Residential fire broke out Saturday night, no casualities to report

Fire Chief comments on fire ban after residential fire on May 7th

The Lacombe Fire Department (LFD) responded to a call just before midnight on May 7th which led them to 101 Mackenzie Crescent where they found a residential building in flames. The home had been vacant for some time, so the department was able to get the fire under control very quickly, explained Lacombe Fire Chief Ed van Delden.

“We had flames showing out of the east side of the building, they declared it under control in about 30 minutes. They had control of it very quickly. This home did not have a lot of furnishings inside, the home had been vacant for a couple of months and that is significant in terms of how much fuel there is for the fire to consume and to grow. So that’s a factor in us being able to rapidly cool it,” he said.

The cause of the fire is still under investigation, and although the department has a, “Good idea of what started it,” they are not disclosing information right now, said van Delden.

LFD took about 30 minutes to handle the flames, which van Delden explained is a usual response time for the department, but again, many factors go into fighting a fire that determines the response time.

“There’s really not much we can do in regards to response time to a scene, that’s just a function of dispatch having time to give us an early alert, so they’ll often do that if they know where the fire is. In terms of our response time once we get the engine there, then it’s a function of how many people do we have close to the fire hall at the time, how quickly are they able to get away things like that.

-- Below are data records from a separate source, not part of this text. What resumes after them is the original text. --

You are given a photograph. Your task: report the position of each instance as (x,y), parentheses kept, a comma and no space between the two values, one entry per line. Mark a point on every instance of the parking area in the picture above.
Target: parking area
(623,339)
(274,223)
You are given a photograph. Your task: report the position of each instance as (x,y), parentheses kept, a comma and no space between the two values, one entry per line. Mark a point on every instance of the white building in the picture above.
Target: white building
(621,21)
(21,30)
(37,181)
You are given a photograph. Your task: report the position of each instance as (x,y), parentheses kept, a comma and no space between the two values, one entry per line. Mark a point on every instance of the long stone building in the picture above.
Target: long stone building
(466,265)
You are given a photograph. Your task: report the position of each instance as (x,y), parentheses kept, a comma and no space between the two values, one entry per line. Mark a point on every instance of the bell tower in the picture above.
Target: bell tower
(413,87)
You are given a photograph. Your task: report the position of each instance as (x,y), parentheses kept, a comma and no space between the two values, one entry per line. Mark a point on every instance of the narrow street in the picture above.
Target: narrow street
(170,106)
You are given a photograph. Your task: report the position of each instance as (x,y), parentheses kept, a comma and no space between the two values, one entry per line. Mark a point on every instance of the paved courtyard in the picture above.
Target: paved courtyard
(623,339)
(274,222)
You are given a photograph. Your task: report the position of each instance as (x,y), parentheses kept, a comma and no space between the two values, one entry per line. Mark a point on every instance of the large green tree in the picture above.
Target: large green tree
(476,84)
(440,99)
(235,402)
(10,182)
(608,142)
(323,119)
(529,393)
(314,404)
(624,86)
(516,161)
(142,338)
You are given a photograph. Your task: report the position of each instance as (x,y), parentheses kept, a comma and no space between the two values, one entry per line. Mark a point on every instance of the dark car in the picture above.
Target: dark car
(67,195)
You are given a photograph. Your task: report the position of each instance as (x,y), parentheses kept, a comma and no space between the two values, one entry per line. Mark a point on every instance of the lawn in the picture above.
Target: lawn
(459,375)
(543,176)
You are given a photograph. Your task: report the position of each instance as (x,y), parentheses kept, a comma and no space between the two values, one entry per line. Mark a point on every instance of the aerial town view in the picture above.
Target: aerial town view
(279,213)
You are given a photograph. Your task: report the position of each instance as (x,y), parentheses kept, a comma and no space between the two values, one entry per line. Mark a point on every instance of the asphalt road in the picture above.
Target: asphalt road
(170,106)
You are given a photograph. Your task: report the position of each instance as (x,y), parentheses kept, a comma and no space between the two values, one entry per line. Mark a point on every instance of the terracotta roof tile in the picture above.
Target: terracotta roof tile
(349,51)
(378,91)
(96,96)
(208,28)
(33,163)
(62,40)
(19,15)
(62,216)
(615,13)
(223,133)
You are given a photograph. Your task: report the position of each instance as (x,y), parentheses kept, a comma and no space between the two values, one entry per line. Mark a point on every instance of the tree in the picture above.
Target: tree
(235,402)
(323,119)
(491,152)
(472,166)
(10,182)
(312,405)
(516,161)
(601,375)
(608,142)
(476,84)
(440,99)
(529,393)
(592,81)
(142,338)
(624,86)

“I like to think it’s more important what we do once we’re on the scene, and that is training, that’s a combination of getting what I call ‘habit strength skills’ so you don’t have to think about it so much,” he said. “They’re so strong with their habit, so that piece is important and also just being able to read the fire quickly and coming up with a strategic plan quickly.”

According to a LFD press release, the damages to the home are estimated to be around $200,000 and about $15,000 to the home east of the residence.

With the area getting a little bit of moisture, the City of Lacombe has not yet included itself in the provincial wide fire ban, so fires are still allowed within City limits. van Delden explained that even though the fire ban is not requiring people in Lacombe to restrain from having fires, they should be wary of other materials.

“There is no fire ban within the City of Lacombe and so fires that are small and contained within the legal fire pit are actually quite safe. They are probably not any less safe than a BBQ or a fuel propane fire; that sort of device. What we’re really worried about are those activities that wouldn’t be around the fire pit in the backyard,” he added. “For example, smoking materials even on Saturday I was coming home from the City and I saw a window go down and someone threw a cigarette butt out and I thought, ‘oh my God.’ That’s a message that needs to get out there, we need to be very disciplined when it comes to smoking materials.”

van Delden also added that backyard apparatuses like tiki torches or portable candles are what the fire department is worried about, and people should be very wary of what they use for achieving a certain atmosphere in their backyards. He said this is not the time to be setting off fireworks of any kind either.